Hubungan itu penuh ketegangan karena Islam adalah agama imperialis. Banyak imigran Muslim juga mau menggantikan peradaban Eropa yang kini ada dengan Islam. Persoalan semakin diperparah karena masyarakat Eropa dan Muslim berbeda sikap terhadap beberapa isu penting: Masyarakat Eropa mengalami angka kelahiran yang rendah, imigran Muslim justru mengalami angka kelahiran yang tinggi. Masyarakat Eropa punya identitas agama yang lemah, Muslim sebaliknya punya identitas agama yang kuat. Masyarakat Eropa merasa bersalah atas dosa-dosa historis mereka, imigran sebaliknya begitu percaya diri pada keunggulan peradabannya.

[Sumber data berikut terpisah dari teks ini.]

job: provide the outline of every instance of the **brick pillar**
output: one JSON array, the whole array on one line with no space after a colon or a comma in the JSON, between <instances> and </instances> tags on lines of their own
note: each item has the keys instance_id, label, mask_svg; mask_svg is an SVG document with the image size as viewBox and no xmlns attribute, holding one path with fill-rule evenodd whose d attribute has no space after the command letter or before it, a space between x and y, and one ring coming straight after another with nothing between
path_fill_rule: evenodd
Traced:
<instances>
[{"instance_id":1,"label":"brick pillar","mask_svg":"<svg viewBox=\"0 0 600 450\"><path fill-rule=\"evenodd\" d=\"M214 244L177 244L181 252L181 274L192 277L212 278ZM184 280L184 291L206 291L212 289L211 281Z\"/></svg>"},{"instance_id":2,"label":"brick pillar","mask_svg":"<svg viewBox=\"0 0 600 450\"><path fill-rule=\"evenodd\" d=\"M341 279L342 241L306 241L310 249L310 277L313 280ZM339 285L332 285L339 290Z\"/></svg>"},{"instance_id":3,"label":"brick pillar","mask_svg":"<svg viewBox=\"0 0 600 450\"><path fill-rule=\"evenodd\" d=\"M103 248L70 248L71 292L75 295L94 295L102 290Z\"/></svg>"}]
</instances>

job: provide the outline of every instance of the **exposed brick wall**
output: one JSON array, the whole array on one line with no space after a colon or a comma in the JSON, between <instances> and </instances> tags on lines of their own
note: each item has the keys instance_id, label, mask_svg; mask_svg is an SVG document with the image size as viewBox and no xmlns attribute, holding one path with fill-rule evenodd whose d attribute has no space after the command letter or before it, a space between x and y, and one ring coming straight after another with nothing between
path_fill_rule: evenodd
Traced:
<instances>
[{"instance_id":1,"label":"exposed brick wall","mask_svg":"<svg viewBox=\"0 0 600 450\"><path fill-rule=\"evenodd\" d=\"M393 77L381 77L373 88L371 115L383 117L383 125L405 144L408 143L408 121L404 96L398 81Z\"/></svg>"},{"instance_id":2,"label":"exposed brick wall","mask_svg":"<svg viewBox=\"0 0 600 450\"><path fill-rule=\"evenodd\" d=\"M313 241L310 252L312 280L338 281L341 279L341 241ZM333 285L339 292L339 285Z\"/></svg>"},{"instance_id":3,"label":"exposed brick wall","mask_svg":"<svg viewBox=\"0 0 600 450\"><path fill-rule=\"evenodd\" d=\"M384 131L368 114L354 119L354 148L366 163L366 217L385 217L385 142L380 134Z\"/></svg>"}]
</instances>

Banyak warga Jerman berdalih bahwa sebagai negara kaya, mereka secara moral harus membuka pintu mereka kepada orang-orang yang berkekurangan.
Saya kagumi dorongan kemanusiaan itu tetapi itu tidak realistis. Dapatkah Jerman menerima masuk, katakan saja, 2 miliar orang? Jika tidak, bagaimana bisa dia secara moral mengambil sedikit sekali persentase manusia yang memungkinkannya untuk diijinkan masuk?
Lalu, apakah jawabannya?
Praktisnya, katakan saja, lihat dunia terkait dengan zona budaya dan geografisnya: Masyarakat Barat yang kekurangan harus berdiam di Barat. Masyarakat Timur Tengah harus berdiam di Timur Tengah dan seterusnya di seluruh dunia. Bukankah aneh bahwa para migran dari Suriah dan Irak berpindah menuju tempat-tempat seperti Jerman dan Swedia? Mereka lebih baik pergi ke Arab Saudi dan Kuwait, tempat iklim, bahasa, agama dan adat-istiadat semuanya mirip milik mereka sendiri. Ditambah lagi, negara-negara itu jauh lebih dekat dengan Suriah.
Sebanyak 100.000 tenda yang nyaris selalu kosong di Arab Saudi yang mampu menampung 3 juta migran. |
Budaya dan adat-istiadat berubah. Barangkali kaum Muslim pun akan beradaptasi dengan kebudayaan Barat jika melihat peluangnya?
Secara teori, ya. Prakteknya, tidak. Pengalaman memperlihatkan bahwa generasi pertama imigran Muslim ke Eropa itu jauh lebih mampu beradaptasi dibandingkan dengan anak-anak dan cucu mereka, karena pemisahan budaya justru meningkat seiring dengan berjalannya waktu. Sulit menemukan tempat di Eropa di mana imigran Muslim sudah berasimilasi dan ini membuat saya benar-benar ragu bahwa hal ini bakal terjadi pada masa datang. Masyarakat Chili, China dan Kongo lebih bisa menempatkan diri lebih baik dalam budaya Eropa dibandingkan dengan masyarakat Muslim.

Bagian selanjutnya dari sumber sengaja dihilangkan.